OTTAWA – The Bank of Canada says its trend-setting interest rate should not be considered the primary tool responsible for shoring up the country’s financial system.
In prepared remarks of a speech today, deputy bank governor Timothy Lane says other regulatory measures are also needed to help maintain financial stability and address any emerging vulnerabilities.
He says some of those regulatory measures include tightened mortgage-financing regulations introduced in recent years — such as the increase to minimum down payments.
Lane also says in some cases government spending — or fiscal stimulus — may be necessary, though he warns that excessively expanding public debt can have its own negative effects on the financial system.
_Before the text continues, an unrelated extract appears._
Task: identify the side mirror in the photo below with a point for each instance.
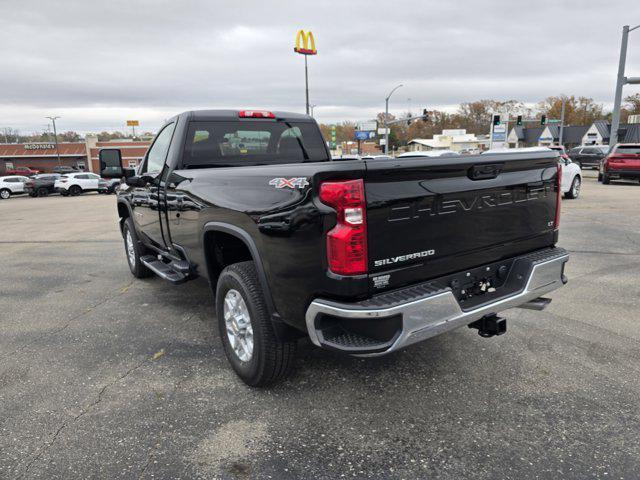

The central bank says the most concerning vulnerability is the combination of climbing household debt and elevated house prices — a situation it predicts will continue to edge higher due to the prolonged period of low interest rates.
Lane says the Bank of Canada is exploring the question of whether its monetary policy decisions should account for the stability of the financial system and in preventing future crises.
The comments come as fears persist over a possible bubble in the Vancouver and Toronto housing markets.
Concern on that front prompted the federal government to move to tap the brakes on the sale of higher priced homes in December, when new mortgage rules were announced.
The changes, which come into effect this month, will require bigger down payments for buyers.
But the changes might not slow the two markets all that much, Kavcic predicted. In fact, it could have also helped accelerate things last month.
“The mere perception in the market that minimum down payments are going up this month is probably pulling forward some sales,” BMO economist Robert Kavcic said.